Curiously, though the incident involved what could have turned into the fatal shootdown of a sitting governor, the media’s response was far more low key than in Wednesday’s episode. Nor was there any announcement from the Homeland Security Department that the terror alert level had been raised to red.

What accounts for the atmosphere of hysteria this time around? The Bush administration has persistently sought to terrorize the American public into accepting its policies by invoking a supposedly omnipresent terrorist danger. Under conditions in which the administration confronts a rising tide of opposition to its militarist aggression abroad and attacks on social conditions at home, it is entirely probable that orders have been given to treat even the smallest incident as if it were a major terrorist attack.

The manner in which Wednesday’s incident was dealt with has ominous implications for basic democratic rights and procedures in the United States.

Consider the Washington Post’s account of theevacuation of the US Congress. Meetings were broken up by “barking...police officers who burst into Capitol rooms,” the newspaper reports.

“House Minority Leader Nancy Pelosi (D-Calif.) was literally lifted out of her pinkish high heels by Capitol Police in a hallway outside the House chamber” and bundled into a car to be driven away, the Post adds.

With police wielding automatic weapons shouting at them to “run,” the paper reports, “Sen. Edward Kennedy (D-Mass.) shuffled in the afternoon heat, leaning against a pole and pausing to catch his breath.”

Article 1 of the US Constitution declares, “All legislative powers herein granted shall be vested in a Congress of the United States, which shall consist of a Senate and House of Representatives.” The founding document clearly presents the legislative body as the “first branch” of the American government, meant to most closely reflect the will of the people.

Yet, the portrait of this body Wednesday was one of impotence and cowardice, its members running in terror over the possibility that a small aircraft might be headed their way.

None of them, neither Democrat nor Republican, had either the inclination or the courage to demand to know why what is on paper the most powerful body in the land was being sent packing.

“I was on the floor of the House like everyone else,” House Speaker Dennis Hastert told CNN News. “[Security officers] said we have to leave, just like everyone else. So we left,” he added lamely.

Pelosi, who confirmed to CNN that she was “pulled right out of her shoes,” declared “it’s better to be safe than sorry.”

It does not seem to occur to the Democratic congressional leader that there are some things more important than personal safety. At least for her and her colleagues, the independence and political integrity of Congress are certainly not among them.

The ever-increasing erosion of congressional power and the consolidation of authority in the hands of the presidency has been going on for decades. Over the past four-and-a-half years, however, this process has accelerated immensely, as the Democrats have accepted the installation of an unelected president, backed a criminal war and collaborated in a sweeping assault on fundamental democratic rights.
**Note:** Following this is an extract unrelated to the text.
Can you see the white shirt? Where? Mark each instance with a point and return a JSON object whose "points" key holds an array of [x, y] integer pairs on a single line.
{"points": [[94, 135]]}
The Democratic leadership is hardly in a position to stand on the constitutional separation of powers and the authority of the Congress. Nor are they inclined to do so. They are small people, concerned not with political principles, but rather their own careers and the big business interests that will make or break them.

Wednesday’s events were instructive. A small group of armed men entered the Capitol, barked orders for Congress to disperse, and it meekly did so. Meanwhile, the Pentagon took control, and Vice President Cheney was whisked away to the undisclosed location—almost certainly the bunkers where a shadow government has been assembled, prepared to rule as a dictatorship during a national emergency.

What if next time the armed men are ordered to keep the entrances to Congress barred, if the White House decides to shut down the legislative branch altogether and rule with unrestrained power? Is there any reason to believe that the Chicken Littles in suits who went scurrying down the Capitol stairs Wednesday will resist?